“500 yen. Is cover charge.” This is the first thing I hear when I get in out of the rain. Not a good start, but I’m here on a mission.
“I’m fine with that. I hear you have the Devil’s own brew here.”
The waiter eyed me quizzically. As it turned out, he only knew enough English to tell foreigners that there is a cover charge. I guess that is usually enough to drive them off.
I agreed to the charge and got a seat at the bar at the Glass Dance Craft Beer Bar. Their website helpfully tells you that it is a 2-minute walk, or “a 45 second sprint” from Shinagawa JR station’s Kōnan gate. However fast your Beer Emergency compels you to move, you will depart from the station exit, go down the steps, and walk a block and a half straight ahead. And there it is, across the street from one of the Big Echo Karaoke stations, on your left.

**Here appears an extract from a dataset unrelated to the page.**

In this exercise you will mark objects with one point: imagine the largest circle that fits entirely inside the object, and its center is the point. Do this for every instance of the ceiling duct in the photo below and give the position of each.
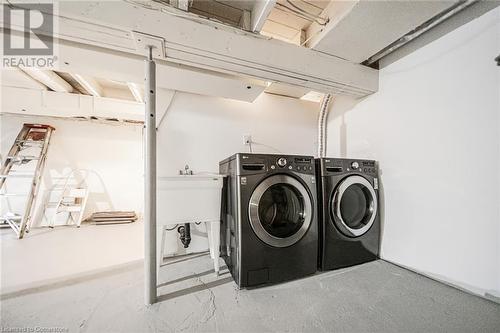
(421, 29)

“I’ll have the Satan Beer Red,” I told him. “Don’t worry, I understand hyperbole. I don’t believe Lucifer himself created this brew. I understand that a distributor has to give his product an attention-getting name and a cool bottle label in order to attract interest in an increasingly jaded beer-drinking public. And it worked! I saw the bottle in the display window. Good for you. Let’s get on with the temptations to my immortal soul.”
Bewildered by the stream of gibberish I just laid on him, the waiter moved away to fill my order. This gave me a chance to look around. The bar itself has a faux-rustic style that is just subtle enough to not be irritatingly overdone. The decor is the SOTW (Stuff On The Walls) standard, primarily pictures of the insides of breweries. And over to the side–a kitchen?
Yes, they have a kitchen at Glass Dance. A kitchen that has an actual chef, not just some dude heating Hot Pockets in a microwave or a kid working a deep fryer. Intrigued, I flip through the English-subtitled food menu. Given the pub atmosphere, I decided to go with the fish and chips (780 yen). The bar also offers other selections from standard bar fare (margherita pizza, chicken wings, etc).
Old Scratch’s libation arrived. The Satan Beer Red was pricey (1150 yen) and ehh. Surely the Lord of Darkness would not allow such swill to represent him on earth. Perusing the drink menu, the price for Satan Red (and its companion brew, Satan Gold) seemed to be on the low-end of a large selection of imported bottled beers. A switch to the less-pricey tap seemed to be in order, and right at that moment my food arrived.
I wasn’t expecting much from people who jerk me up short for 500 yen at the door. But the fish and chips were actually pretty damn good. And there were plenty of fries, not just the five or six that one usually receives at other places. On a recommendation from the waiter, I try a Poperings Hommel Bier from the tap (930 yen). It came in a strange onion-shaped glass. An amber, but light and tasty. Things were starting to look up.
Next, I surveilled the bar. There were a number of different drafts available, the sign of any good watering hole. De-Koninck Authentic Antwerps, the Poperings Hommel I was drinking, Extra Vedett White. The Hoegaarden mega-pint (seemingly the most accessible European beer in all of Tokyo) could be had for 1380 yen. And still others, both from marked and unmarked taps. This selection, mixed with their imported bottled beer list, gives Glass Dance a broad range of interesting offerings.
It was still raining when I finished the Poperings Hommel. So, another beer with my Dao De Ching? Don’t mind if I do. I had a Leffe Blonde (930 yen). A perusal of the Leffe website gives off airs of a brewer who wishes he was a vintner, but the beer had a nice, light flavor that went well with my decidedly-plebian meal selection. That, and even though I had been munching and reading for a bit, I still had a pot full of fries. I certainly didn’t feel ripped off on that count, cover charge or no.
Glass Dance is one of those bars that opens in the early evening and stays open all the way until just before the station starts operating again in the morning. It would be a reasonable (if expensive) place to spend an all-nighter if you miss that last train, or a place to stagger to if it’s late but you don’t quite feel like going home just yet. Although the prices will keep it from being a regular stop, I’ll be going back for the beer selection and to check out the kitchen’s other offerings.
Location: Two-minute walk from Shinagawa Station JR. Open Monday-Saturday 1700-0400, 1700-2330 on Sundays and public holidays. Accepts Visa, Mastercard, and other major credit cards.